Eustache le Noble Tennelière
Journaliste et fabuliste XVIIº – L’Âne et la Cigale
Un âne un certain jour, au milieu d’un pacage.
Était couché tout son long,
Ne mangeait plus, avait le ventre rond,
Étant plein de fourrage.
Ne dormant point, il écoutait
Une cigale qui chantait :
D’où vient, dit-il à la bête qui chante,
Que vous avez une si belle voix?
Ce n’est pas la première fois
Qu’elle m’a paru si touchante,
Que j’abandonnerais ce que j’ai de plus doux
Pour pouvoir chanter comme vous.
Vraiment, dit la cigale, il n’est pas difficile ;
Et plus que moi bientôt vous deviendrez habile.
Si vous voulez vivre comme je fais.
La nuit je prends le frais,
La rosée est ma nourriture.
Et, sans secours d’aucun autre aliment,
Je chante par nature,
Comme vous entendez, assez passablement.
L’âne dit : S’il ne faut qu’observer ce régime.

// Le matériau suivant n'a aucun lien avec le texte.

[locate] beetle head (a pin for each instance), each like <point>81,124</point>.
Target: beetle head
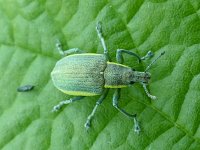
<point>141,77</point>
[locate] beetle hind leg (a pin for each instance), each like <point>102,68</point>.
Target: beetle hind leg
<point>99,101</point>
<point>116,97</point>
<point>66,52</point>
<point>57,107</point>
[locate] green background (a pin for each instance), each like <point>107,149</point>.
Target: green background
<point>28,31</point>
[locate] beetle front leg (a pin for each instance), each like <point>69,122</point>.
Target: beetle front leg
<point>100,35</point>
<point>100,100</point>
<point>120,59</point>
<point>116,97</point>
<point>57,107</point>
<point>66,52</point>
<point>147,92</point>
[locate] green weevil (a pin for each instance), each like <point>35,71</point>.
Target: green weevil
<point>89,74</point>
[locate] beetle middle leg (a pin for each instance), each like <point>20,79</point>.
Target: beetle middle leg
<point>116,97</point>
<point>66,52</point>
<point>57,107</point>
<point>99,101</point>
<point>147,92</point>
<point>120,59</point>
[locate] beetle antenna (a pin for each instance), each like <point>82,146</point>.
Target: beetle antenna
<point>148,67</point>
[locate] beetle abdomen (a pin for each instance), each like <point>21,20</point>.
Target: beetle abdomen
<point>80,74</point>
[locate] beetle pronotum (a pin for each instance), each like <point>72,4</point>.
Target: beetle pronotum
<point>90,74</point>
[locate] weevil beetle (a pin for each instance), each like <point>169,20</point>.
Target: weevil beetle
<point>89,74</point>
<point>25,88</point>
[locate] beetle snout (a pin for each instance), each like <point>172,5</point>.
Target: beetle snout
<point>147,77</point>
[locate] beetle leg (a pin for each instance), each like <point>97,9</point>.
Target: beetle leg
<point>66,52</point>
<point>100,35</point>
<point>116,97</point>
<point>120,59</point>
<point>147,92</point>
<point>99,101</point>
<point>57,107</point>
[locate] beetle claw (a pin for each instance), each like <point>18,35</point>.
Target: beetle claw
<point>87,125</point>
<point>55,108</point>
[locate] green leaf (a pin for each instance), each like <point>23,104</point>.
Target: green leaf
<point>28,31</point>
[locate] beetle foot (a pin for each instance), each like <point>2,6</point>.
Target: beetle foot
<point>56,108</point>
<point>148,55</point>
<point>87,125</point>
<point>152,97</point>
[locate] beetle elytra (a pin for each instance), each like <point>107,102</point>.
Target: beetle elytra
<point>89,74</point>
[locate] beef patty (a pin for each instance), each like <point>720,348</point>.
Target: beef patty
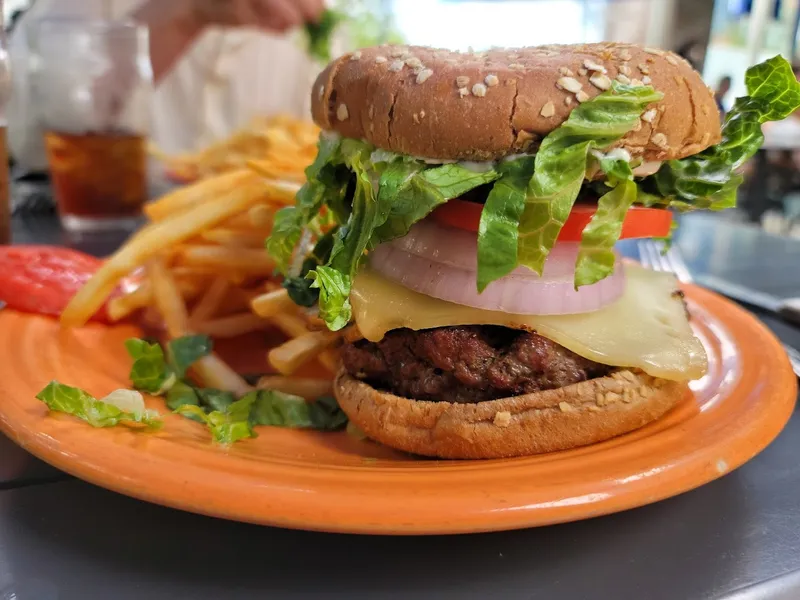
<point>466,364</point>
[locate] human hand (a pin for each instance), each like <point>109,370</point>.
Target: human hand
<point>273,15</point>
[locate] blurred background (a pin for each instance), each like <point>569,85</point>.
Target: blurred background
<point>234,117</point>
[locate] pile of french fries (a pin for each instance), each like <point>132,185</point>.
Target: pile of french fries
<point>199,267</point>
<point>279,147</point>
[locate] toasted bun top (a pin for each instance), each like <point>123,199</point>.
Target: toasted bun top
<point>441,104</point>
<point>579,414</point>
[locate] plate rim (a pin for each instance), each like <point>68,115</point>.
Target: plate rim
<point>694,472</point>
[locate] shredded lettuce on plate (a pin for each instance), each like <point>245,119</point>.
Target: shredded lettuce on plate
<point>162,371</point>
<point>98,413</point>
<point>370,196</point>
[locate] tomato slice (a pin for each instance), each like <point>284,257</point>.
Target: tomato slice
<point>43,279</point>
<point>640,222</point>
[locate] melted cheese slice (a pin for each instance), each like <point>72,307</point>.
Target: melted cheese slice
<point>647,328</point>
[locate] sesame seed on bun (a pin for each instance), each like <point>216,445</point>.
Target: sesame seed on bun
<point>442,104</point>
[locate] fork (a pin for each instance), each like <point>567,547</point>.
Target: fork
<point>653,256</point>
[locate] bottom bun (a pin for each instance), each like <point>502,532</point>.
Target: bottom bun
<point>575,415</point>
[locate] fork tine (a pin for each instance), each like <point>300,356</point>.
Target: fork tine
<point>649,256</point>
<point>679,265</point>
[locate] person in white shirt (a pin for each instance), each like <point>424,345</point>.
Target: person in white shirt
<point>216,63</point>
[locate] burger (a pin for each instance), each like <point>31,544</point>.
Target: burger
<point>459,225</point>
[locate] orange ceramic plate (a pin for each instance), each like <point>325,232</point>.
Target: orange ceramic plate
<point>333,482</point>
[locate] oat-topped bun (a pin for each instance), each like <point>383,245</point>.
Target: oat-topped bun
<point>482,106</point>
<point>577,415</point>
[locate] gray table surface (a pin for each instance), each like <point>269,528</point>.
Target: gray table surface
<point>736,538</point>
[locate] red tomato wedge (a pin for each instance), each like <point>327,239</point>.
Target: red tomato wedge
<point>43,279</point>
<point>639,222</point>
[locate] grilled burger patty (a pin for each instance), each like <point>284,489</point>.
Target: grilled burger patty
<point>466,364</point>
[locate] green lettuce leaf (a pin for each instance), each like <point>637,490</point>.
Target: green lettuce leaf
<point>74,401</point>
<point>228,425</point>
<point>350,242</point>
<point>498,231</point>
<point>183,352</point>
<point>322,179</point>
<point>561,164</point>
<point>334,296</point>
<point>300,288</point>
<point>150,372</point>
<point>596,253</point>
<point>285,410</point>
<point>154,371</point>
<point>710,179</point>
<point>182,394</point>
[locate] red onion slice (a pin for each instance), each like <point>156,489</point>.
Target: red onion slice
<point>441,262</point>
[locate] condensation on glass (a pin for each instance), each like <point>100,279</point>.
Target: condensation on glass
<point>92,90</point>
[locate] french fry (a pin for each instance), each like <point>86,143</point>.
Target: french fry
<point>149,242</point>
<point>272,303</point>
<point>233,326</point>
<point>142,297</point>
<point>196,193</point>
<point>238,222</point>
<point>168,300</point>
<point>330,360</point>
<point>352,333</point>
<point>310,389</point>
<point>261,216</point>
<point>288,357</point>
<point>292,325</point>
<point>240,260</point>
<point>214,373</point>
<point>209,303</point>
<point>230,238</point>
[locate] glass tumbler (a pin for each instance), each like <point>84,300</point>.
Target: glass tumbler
<point>92,89</point>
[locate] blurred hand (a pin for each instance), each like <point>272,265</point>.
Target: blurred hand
<point>272,15</point>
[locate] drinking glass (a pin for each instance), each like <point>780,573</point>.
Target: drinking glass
<point>92,87</point>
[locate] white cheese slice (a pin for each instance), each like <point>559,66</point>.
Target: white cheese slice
<point>646,328</point>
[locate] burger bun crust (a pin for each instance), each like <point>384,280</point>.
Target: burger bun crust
<point>439,104</point>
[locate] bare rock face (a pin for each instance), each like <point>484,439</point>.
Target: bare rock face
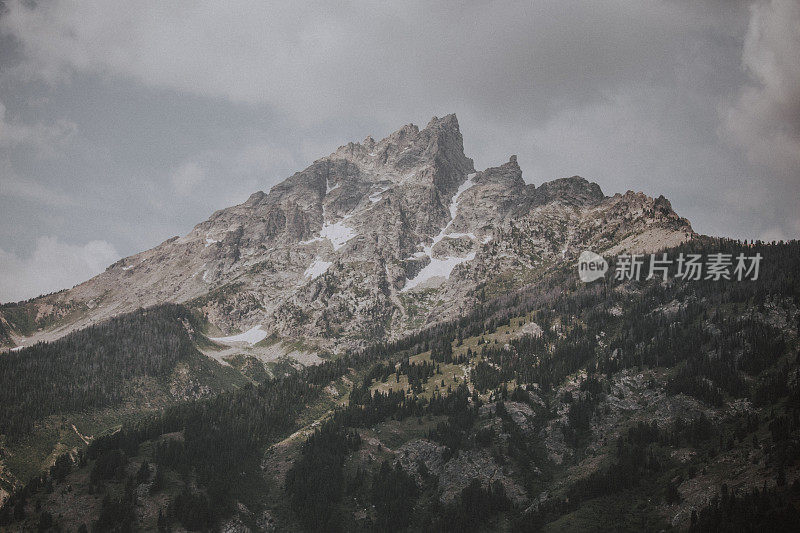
<point>366,244</point>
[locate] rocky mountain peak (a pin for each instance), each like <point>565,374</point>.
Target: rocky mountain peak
<point>348,247</point>
<point>574,190</point>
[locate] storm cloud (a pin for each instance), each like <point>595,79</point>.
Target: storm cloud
<point>129,122</point>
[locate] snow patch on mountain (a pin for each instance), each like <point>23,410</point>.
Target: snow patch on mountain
<point>251,336</point>
<point>442,268</point>
<point>317,269</point>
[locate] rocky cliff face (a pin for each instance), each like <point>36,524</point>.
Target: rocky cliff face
<point>368,243</point>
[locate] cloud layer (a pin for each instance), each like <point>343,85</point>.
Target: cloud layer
<point>129,122</point>
<point>52,266</point>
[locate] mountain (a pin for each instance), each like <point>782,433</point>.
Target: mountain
<point>392,340</point>
<point>369,243</point>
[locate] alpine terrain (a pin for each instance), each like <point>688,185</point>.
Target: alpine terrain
<point>393,339</point>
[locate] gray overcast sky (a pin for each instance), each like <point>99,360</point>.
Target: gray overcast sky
<point>125,123</point>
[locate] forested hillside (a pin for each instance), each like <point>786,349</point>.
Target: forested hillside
<point>626,405</point>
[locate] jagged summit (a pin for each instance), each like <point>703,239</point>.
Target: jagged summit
<point>370,242</point>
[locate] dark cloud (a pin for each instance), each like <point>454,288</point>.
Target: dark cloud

Avant qu’il soit un mois en ça.
Je veux entrer à l’Opéra,
Et dans ce pays-là
Je m’attirerai de l’estime
Pour réussir, monsieur baudet jeûna.
Et jeûna tant qu’il en creva.
On ne sait presque point ce que l’on devrait faire :
Dans le choix d’un état chacun est emporté
Par la sottise et par la vanité.
L’ignorant veut prêcher quand il devrait se taire :
Un marchand fait le noble, et le noble au contraire
Déroge, à sa qualité.
Mais disons que toujours la cigale a chanté.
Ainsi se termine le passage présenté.